Find semi perimeter and Area of triangle in terms of $d_1,d_2,d_3,R$ and $|D|$.

Question

For $i=1,2,3$ ; Let $L_i=\{(x,y):x\cos\theta_i+y\sin\theta_i=1\}$ , $A,B$ and $C$ are intersections of $(L_2,L_3),(L_3,L_1)$ and $(L_1,L_2)$ respectively. And $d_1,d_2$ and $d_3$ are lengths of altitudes of the triangle from $A,B$ and $C$, respectively. It is given that $A,B$ and $C$ defined above are real points and D=$\begin{bmatrix} \cos\theta_1 & \sin\theta_1& 1 \\ \cos\theta_2& \sin\theta_2& 1 \\\cos\theta_3& \sin\theta_3& 1 \end{bmatrix}$ , $|D|\ne0$ , R is the circumradius of triangle ABC . Find the semi perimeter and Area of triangle in terms of $d_1,d_2,d_3,R$ and $|D|$.

My attempt :

I calculated the co-ordinates of $A,B$ and $C$ , and side lengths of the triangle in terms of $\theta_i$ , and also calculated value of $|D|$ , then I got the desired result after plugging in the gigantic values . But I noticed that D is the matrix formed by coefficients of lines $L_i$ so i think there might be some geometric significance to that matrix , and my intuition says that there must be a substantially less hectic way to solve it with the help of that , because the way I have solved it is too lengthy .
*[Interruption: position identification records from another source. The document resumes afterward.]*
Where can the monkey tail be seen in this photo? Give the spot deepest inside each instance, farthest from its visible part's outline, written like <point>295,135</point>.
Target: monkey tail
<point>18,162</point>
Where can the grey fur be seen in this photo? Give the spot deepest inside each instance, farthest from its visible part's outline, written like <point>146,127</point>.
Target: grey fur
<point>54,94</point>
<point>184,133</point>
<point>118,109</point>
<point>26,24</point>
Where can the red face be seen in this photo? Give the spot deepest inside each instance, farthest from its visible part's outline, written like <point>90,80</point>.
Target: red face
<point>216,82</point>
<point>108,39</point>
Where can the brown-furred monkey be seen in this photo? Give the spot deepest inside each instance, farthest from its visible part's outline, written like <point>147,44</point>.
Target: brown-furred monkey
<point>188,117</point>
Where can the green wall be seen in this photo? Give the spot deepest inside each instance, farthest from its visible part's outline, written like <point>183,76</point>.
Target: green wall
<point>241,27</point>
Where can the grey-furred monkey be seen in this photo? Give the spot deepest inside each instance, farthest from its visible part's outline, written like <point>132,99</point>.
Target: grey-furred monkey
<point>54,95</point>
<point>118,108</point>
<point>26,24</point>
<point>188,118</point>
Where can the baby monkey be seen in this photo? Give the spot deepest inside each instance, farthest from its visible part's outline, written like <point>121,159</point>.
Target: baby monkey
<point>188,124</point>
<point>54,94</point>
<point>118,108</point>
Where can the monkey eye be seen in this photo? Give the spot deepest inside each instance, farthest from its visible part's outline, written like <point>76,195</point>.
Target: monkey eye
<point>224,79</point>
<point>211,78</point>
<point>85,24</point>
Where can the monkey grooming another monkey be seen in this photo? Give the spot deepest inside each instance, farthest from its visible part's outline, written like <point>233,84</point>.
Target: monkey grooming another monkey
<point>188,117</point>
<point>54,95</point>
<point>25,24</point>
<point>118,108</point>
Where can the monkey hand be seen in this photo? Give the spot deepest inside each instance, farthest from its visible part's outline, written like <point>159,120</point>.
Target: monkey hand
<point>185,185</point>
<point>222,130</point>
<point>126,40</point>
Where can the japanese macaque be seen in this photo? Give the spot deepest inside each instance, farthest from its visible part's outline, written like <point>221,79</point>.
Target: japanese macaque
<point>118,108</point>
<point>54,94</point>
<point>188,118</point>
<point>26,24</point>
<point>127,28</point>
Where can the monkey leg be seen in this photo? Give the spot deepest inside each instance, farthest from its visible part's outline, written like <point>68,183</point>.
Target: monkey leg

So could someone please tell me a better way of solving this question , that'll be a great help.

Thanks !

Answer 1

Let $(x_i,y_i)$ (vertices of $ABC$) be the intersection of $L_j$’s with $j\neq i$ for $i=1,2,3$. The area of the triangle is half of the absolute value of the determinant $$\left|\begin{array}{ccc}x_1&y_1&1\\ x_2&y_2&1\\ x_3&y_3&1\end{array}\right|.$$ Now the key observation is that $$\left[\begin{array}{ccc}x_1&y_1&1\\ x_2&y_2&1\\ x_3&y_3&1\end{array}\right]\left[\begin{array}{ccc}\cos \theta_1&\cos\theta_2&\cos\theta_3\\ \sin\theta_1&\sin\theta_2&\sin\theta_3\\ -1&-1&-1\end{array}\right|={\rm diag}(\pm d_1,\pm d_2,\pm d_3),\quad (1)$$ where the last matrix is diagonal. This follows from the distance formula from $(x_i,y_i)$ to $L_j$, namely $$d((x_i,y_i),L_j)=\frac{|x_i\cos\theta_j+\sin\theta_j-1|}{\sqrt{\cos^2\theta_i+\sin^2\theta_i}}=\delta_{ij}d_i.$$ The second important observation is that $$d((0,0),L_i)=1$$ showing that $(0,0)$ is the incenter of triangle $ABC$ with inradius $1$. Now the rest is standard. Let’s denote the area of $ABC$ by $\Delta$. Then from (1), one has $$2\Delta\cdot|D|=d_1d_2d_3,$$ so $$\Delta=\frac{d_1d_2d_3}{2|D|}.$$ Then use the fact that $$\Delta=\frac{abc}{4R}=sr$$ and $$a=\frac{2\Delta}{d_1},b=\frac{2\Delta}{d_2},c=\frac{2\Delta}{d_3}$$ to finish up, where $R$ (resp. $r=1$) is the circumradius (resp. inradius) of $ABC$, $a,b,c,$ the side lengths and $s$ is the semiperimeter of $ABC$.